Bangladesh authorities are investigating the cause of a massive fire in a Rohingya refugee camp which has left 12,000 people without shelter.
There have been no recorded injuries, but according to officials, the fire on Sunday destroyed 2,000 shelters after quickly spreading through cooking gas cylinders.
Authorities are looking into whether the fire was intentionally set. According to local media, one individual has been detained.
The camp in the southeast is thought to be the biggest refugee camp on earth.
Rohingya refugees who made up the majority of the population had fled persecution in neighboring Burma.
Several people visited the Cox’s Bazar region again on Monday to see what they could save from the ruins.
An official reported that the fire broke out around 14:45 local time on Sunday (08:45 GMT) and spread fast to the bamboo and tarpaulin shelters.
“Some 2,000 shelters have been burnt, leaving about 12,000 forcibly displaced Myanmar nationals shelterless,” Mijanur Rahman, Bangladesh’s refugee commissioner, told AFP news agency
After three hours, the fire was put out, but at least 35 mosques and 21 refugee learning centers perished in the process, he added.
Causes of the fire
Pictures that indicate the scale of the destruction are now starting to surface.
Many of the residents can be seen rummaging around the burned area, where all that is left are metal supports and singed corrugated roofs.

The camp has suffered “severe damage,” according to Hrusikesh Harichandan of the International Federation of Red Cross and Red Crescent Societies, who spoke to the BBC.
He claimed that fundamental services including water treatment facilities and testing labs had also been impacted.

Around a million Rohingya refugees are housed at Camp 11, one of many camps spread throughout the border district.
With the “mega camp’s” existing congested conditions, it will be challenging to move the estimated 12,000 fire victims, according to Hardin Lang of Refugees International.
It would be difficult to provide basic services to those people in other areas of the camp because numerous facilities, including schools and health centers, have been destroyed.

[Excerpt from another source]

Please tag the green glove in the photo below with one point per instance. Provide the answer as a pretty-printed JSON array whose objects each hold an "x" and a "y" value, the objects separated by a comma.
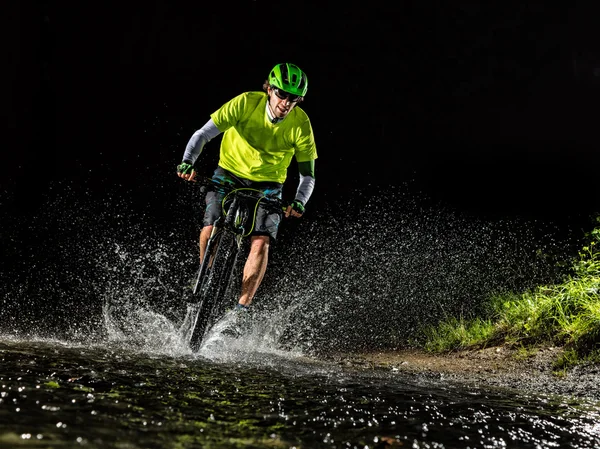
[
  {"x": 185, "y": 168},
  {"x": 298, "y": 206}
]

“This is in essence an acute incident on what was already a chronically very vulnerable and precariously poised population,” he told the BBC.
Condition og the Camp
The camps are prone to fires because they are crowded and filthy.

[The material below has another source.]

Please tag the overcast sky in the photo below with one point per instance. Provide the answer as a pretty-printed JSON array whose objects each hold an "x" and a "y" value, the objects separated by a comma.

According to a Bangladeshi defense ministry report published last month, there were 222 fire incidents, including 60 charges of arson, in the Rohingya camps between January 2021 and December 2022.
At least 15 individuals were killed and about 50,000 people were forced to flee their homes in March 2021 after a massive fire ravaged a camp inside the community.
Refugees who fled Myanmar after the military repressed the Rohingya ethnic minority now reside at the camp.
The Rohingya are Muslims who live in Myanmar, which is primarily Buddhist, and have long been persecuted.
In August 2017, as Myanmar’s military ruthlessly responded after a Rohingya insurgent group attacked multiple police checkpoints, the most recent exodus of Rohingya fled to Bangladesh.